Normally after the house is framed with the roof on and house wrap installed, you would install the windows and doors… Unfortunately for us the windows and doors were delayed, and then delayed again, and then again, and then they sent out only a partial order forgetting to send a window and all three of our doors, and so we had to wait some more. Frick (more on this later).

But rather than sitting and waiting for weeks for the windows to finally arrive, we decided to continue forward with the plumbing and electrical rough-in, as well as pouring the concrete floor for the basement. Seeing as we are in the countryside, where we see more deer than people, we do not have to worry about someone wandering into our construction site and stealing the copper wires (apparently this is actually a serious problem on construction sites – the building will be completely wired, and then some criminal cat burglar will come in the night and pull every wire out of the house, taking it to the scrap metal yard for cash).

The plumber was able to come on site a couple days before the roof was finished and got to work running the pipes in the basement – an arduous task that I would not wish on anyone – involving trenching all of the crushed rock and clay to set the pipes in place.

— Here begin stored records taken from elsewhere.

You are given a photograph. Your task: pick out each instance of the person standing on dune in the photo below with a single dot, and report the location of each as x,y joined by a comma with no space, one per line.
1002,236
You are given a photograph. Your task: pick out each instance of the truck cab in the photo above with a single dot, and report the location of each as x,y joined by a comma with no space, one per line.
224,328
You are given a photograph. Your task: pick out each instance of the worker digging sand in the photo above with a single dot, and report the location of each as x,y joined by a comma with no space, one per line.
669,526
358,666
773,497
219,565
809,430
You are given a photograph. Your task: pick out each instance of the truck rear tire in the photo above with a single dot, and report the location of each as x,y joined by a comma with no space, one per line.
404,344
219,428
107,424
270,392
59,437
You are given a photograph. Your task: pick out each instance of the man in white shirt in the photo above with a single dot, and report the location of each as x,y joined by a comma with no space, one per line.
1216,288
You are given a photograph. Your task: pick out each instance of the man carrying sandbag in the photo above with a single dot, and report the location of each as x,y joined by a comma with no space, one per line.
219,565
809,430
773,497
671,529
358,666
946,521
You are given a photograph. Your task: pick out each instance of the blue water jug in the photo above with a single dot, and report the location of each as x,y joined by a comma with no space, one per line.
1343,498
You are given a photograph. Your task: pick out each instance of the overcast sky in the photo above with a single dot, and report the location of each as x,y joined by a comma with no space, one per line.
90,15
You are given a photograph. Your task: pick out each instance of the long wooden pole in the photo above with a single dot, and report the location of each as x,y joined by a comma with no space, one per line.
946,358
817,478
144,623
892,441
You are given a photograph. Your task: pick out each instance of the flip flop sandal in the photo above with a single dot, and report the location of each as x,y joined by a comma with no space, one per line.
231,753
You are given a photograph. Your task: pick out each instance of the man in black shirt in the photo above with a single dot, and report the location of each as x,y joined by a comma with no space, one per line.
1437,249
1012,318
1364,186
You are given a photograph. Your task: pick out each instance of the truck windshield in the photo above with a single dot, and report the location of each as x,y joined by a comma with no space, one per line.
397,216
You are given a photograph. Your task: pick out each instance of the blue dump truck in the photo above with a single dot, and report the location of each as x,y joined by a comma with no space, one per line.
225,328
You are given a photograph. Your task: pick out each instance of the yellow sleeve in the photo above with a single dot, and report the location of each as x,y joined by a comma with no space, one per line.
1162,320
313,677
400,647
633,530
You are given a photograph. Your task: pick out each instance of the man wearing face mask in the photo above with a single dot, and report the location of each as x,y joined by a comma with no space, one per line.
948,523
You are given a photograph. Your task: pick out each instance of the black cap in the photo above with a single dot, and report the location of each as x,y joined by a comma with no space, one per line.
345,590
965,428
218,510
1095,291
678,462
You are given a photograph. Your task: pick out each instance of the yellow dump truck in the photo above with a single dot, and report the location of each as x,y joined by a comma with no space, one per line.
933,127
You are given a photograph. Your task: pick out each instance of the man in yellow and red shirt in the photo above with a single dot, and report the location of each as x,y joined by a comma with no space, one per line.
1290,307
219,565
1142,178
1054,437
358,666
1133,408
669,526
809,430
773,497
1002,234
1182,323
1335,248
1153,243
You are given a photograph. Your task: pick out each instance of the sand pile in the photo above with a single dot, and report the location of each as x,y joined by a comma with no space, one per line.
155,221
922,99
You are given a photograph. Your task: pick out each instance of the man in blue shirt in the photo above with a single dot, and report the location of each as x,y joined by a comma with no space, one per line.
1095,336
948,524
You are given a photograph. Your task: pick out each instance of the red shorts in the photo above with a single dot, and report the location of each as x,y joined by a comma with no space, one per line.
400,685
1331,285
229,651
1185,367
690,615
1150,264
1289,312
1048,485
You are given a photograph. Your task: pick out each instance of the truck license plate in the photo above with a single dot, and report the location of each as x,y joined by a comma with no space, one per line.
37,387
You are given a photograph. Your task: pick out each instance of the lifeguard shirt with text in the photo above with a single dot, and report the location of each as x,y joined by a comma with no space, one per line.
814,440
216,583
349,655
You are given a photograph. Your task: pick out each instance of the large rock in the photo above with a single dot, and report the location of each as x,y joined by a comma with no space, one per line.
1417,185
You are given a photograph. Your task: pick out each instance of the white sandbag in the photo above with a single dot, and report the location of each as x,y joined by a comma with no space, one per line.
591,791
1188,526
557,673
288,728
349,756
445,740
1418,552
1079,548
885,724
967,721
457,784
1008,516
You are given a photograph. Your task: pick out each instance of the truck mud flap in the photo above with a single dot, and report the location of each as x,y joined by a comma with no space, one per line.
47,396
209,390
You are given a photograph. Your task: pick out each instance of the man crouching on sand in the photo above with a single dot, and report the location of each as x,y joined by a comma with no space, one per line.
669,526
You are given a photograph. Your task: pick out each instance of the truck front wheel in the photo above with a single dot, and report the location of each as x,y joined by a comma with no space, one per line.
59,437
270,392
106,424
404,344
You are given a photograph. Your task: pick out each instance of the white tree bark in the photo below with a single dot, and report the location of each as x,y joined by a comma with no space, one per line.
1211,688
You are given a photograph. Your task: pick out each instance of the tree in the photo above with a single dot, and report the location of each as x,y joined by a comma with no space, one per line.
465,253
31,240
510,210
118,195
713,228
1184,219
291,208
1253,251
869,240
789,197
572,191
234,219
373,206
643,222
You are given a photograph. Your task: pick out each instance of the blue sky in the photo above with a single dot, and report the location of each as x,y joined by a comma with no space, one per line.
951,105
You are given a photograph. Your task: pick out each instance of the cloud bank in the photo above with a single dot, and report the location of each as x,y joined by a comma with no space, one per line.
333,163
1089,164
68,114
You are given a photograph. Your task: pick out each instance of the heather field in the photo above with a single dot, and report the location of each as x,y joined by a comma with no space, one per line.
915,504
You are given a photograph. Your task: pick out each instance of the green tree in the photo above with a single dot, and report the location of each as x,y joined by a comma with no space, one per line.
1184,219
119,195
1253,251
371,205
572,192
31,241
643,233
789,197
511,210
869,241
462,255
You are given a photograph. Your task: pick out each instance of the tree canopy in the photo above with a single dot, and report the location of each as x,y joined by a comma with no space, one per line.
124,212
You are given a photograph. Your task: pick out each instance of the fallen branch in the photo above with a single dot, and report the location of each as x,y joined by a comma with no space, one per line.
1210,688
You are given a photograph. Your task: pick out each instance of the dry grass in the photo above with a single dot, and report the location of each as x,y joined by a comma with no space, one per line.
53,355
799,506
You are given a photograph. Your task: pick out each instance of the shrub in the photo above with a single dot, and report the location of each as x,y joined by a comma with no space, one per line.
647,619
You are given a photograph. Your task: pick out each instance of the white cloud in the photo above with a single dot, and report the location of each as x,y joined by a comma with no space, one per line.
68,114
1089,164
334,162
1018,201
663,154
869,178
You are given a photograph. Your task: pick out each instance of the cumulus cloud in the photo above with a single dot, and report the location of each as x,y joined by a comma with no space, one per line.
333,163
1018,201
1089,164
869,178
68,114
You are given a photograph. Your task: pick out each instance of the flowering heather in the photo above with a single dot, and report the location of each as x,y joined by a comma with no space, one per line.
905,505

The rough in stage is not terribly exciting and is pretty unglamorous, although this is where we started to get asked all sorts of different questions, questions we had never thought about until that moment – how high do you want the sink? How high do you want the wall-mount taps? Which way do you want  the taps facing on the tub? What height do you want the shower head? Where do you want the smoke detector? Where do you want the kitchen HRV exhaust? Et cetera, et cetera. It’s actually really overwhelming. Eventually it was just, “tell me what is standard?”

DSC_0044
This stage is also really messy.

However, one thing we did which was not standard, was the height of our light switches. Light switches are usually positioned at 42″ from the finished floor. Although previously this had been 48″ in the old days due to wainscotting and chair rails. The 42″ height is accepted as the standard height, however there is one problem with this height: See photo. IMG_2969

I hate this! It is almost always in the way of where you want to hang art. Maybe I’m just a little too OCD, but this is one of those things that really bugs me. Plus we have some nice art that we don’t want to have uglied up with the light switches beside them. Last year we were touring a friend’s new house and we noticed that all of the light switches were just a tiny bit lower. He told us that he asked the switches to be set at wheelchair height, which is 36″ from the finished floor, thus not obstructing the placement of all of his pretty art. Genius!

The light switches are still convenient enough to reach even if you are not in a wheelchair, they’re essentially at waist height, which if you are an especially lazy person you will enjoy even more as you don’t have to lift your arm nearly as high to turn on and off the lights. Win-win!

One thought on “Roughing in the electrical and plumbing

  1. Your posts are always excellent and informative , Kent. With good and not so good results of the projects. A learning experience. Sighting the importance of finding reliable and experienced trades: a contractor with passion and knowledge (aka- Taylor) and a home owner how takes the time to research, communicate, understand. And sometimes FLY BY THE SEAT OF YOUR PANTS!